Home Korui Bio Advances TCR-Based Therapies to Break Through Solid Tumor Barriers with Two Clinical-Stage Products

Korui Bio Advances TCR-Based Therapies to Break Through Solid Tumor Barriers with Two Clinical-Stage Products

Aug 26, 2021 18:11 CST Updated 18:11
CorreGene

Developer of Tumor Immunotherapy and Gene Therapy Technologies

textIn recent years, with the advancement of cell engineering technology and the accumulation of clinical experience, the efficacy and safety of CAR-T therapy have been significantly improved. Clinical trial results demonstrate that CAR-T products exhibit remarkable therapeutic effects against refractory and relapsed hematologic malignancies, with objective response rates (ORR) generally exceeding 70%–80%, and approaching nearly 100% for certain products. As follow-up durations extend, patients' overall survival (OS) is highly likely to continue surpassing 20 months, with some patients expected to achieve a clinical cure. Following the sequential market approval of five CAR-T cell therapy products in the United States and one in China, cellular immunotherapy has garnered widespread public attention.

 

Compared to the remarkable achievements of CAR-T in hematological malignancies, its therapeutic performance in solid tumors has been lackluster.

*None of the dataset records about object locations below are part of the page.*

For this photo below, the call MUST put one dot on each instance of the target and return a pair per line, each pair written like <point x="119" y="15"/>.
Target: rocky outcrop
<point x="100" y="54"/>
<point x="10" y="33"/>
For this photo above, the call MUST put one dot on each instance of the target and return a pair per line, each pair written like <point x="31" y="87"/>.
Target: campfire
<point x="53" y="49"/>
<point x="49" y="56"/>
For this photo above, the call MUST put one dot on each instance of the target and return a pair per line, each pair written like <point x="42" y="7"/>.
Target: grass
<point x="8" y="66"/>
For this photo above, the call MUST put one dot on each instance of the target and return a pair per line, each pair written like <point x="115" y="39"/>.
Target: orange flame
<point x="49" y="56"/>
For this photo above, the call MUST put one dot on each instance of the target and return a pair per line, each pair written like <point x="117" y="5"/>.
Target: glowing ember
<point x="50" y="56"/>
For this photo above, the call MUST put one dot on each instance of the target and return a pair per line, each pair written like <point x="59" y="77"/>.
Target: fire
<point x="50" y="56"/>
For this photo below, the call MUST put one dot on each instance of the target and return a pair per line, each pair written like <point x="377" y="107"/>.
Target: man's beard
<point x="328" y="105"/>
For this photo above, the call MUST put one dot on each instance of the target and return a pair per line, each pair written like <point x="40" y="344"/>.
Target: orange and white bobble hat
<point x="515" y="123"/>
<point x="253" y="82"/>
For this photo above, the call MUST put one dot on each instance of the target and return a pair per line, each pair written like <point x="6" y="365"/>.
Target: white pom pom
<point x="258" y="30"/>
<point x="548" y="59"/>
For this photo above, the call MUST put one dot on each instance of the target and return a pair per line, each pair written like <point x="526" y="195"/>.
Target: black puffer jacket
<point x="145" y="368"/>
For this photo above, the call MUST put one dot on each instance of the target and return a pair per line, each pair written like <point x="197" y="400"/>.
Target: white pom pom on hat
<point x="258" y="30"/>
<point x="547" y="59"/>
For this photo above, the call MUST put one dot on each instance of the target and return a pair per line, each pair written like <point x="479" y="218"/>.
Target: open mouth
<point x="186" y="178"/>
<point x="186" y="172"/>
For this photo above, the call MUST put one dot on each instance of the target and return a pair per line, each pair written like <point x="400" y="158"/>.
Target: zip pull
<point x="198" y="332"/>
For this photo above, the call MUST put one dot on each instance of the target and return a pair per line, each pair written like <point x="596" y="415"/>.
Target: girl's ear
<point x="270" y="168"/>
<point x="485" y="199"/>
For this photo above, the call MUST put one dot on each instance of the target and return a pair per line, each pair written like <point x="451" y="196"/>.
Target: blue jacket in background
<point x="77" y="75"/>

In contrast, the sibling technology to CAR-T—TCR-T—holds greater advantages in the field of solid tumor treatment. Although, due to a combination of contingent and inevitable factors, the R&D progress of contemporaneous TCR-T innovative drugs has lagged behind that of CAR-T therapeutics.However, multiple clinical trials utilizing TCR-T therapy for solid tumors have demonstrated its promising prospects: results from several trials indicate that the objective response rate (ORR) approaches or exceeds 50%, and the therapeutic benefits can be durably maintained in the majority of patients who achieve a clinical response.

 

Focusing on the broad prospects of TCR-T innovative drugs and the technical barriers in their R&D, Beijing Kerui Biological Technology Co., Ltd. (hereinafter referred to as "Kerui Bio"), under the leadership of its professional R&D and management teams, has established a comprehensive TCR R&D platform. The platform encompasses TCR antigen epitope identification, single-cell and library-based TCR cloning strategies, and a proprietary SMART-TCR affinity optimization platform. Leveraging revolutionary T cell receptor (TCR) affinity optimization technology, it significantly enhances TCR screening efficiency and the success rate of affinity optimization, thereby breaking through the development barriers for TCR-T innovative drugs.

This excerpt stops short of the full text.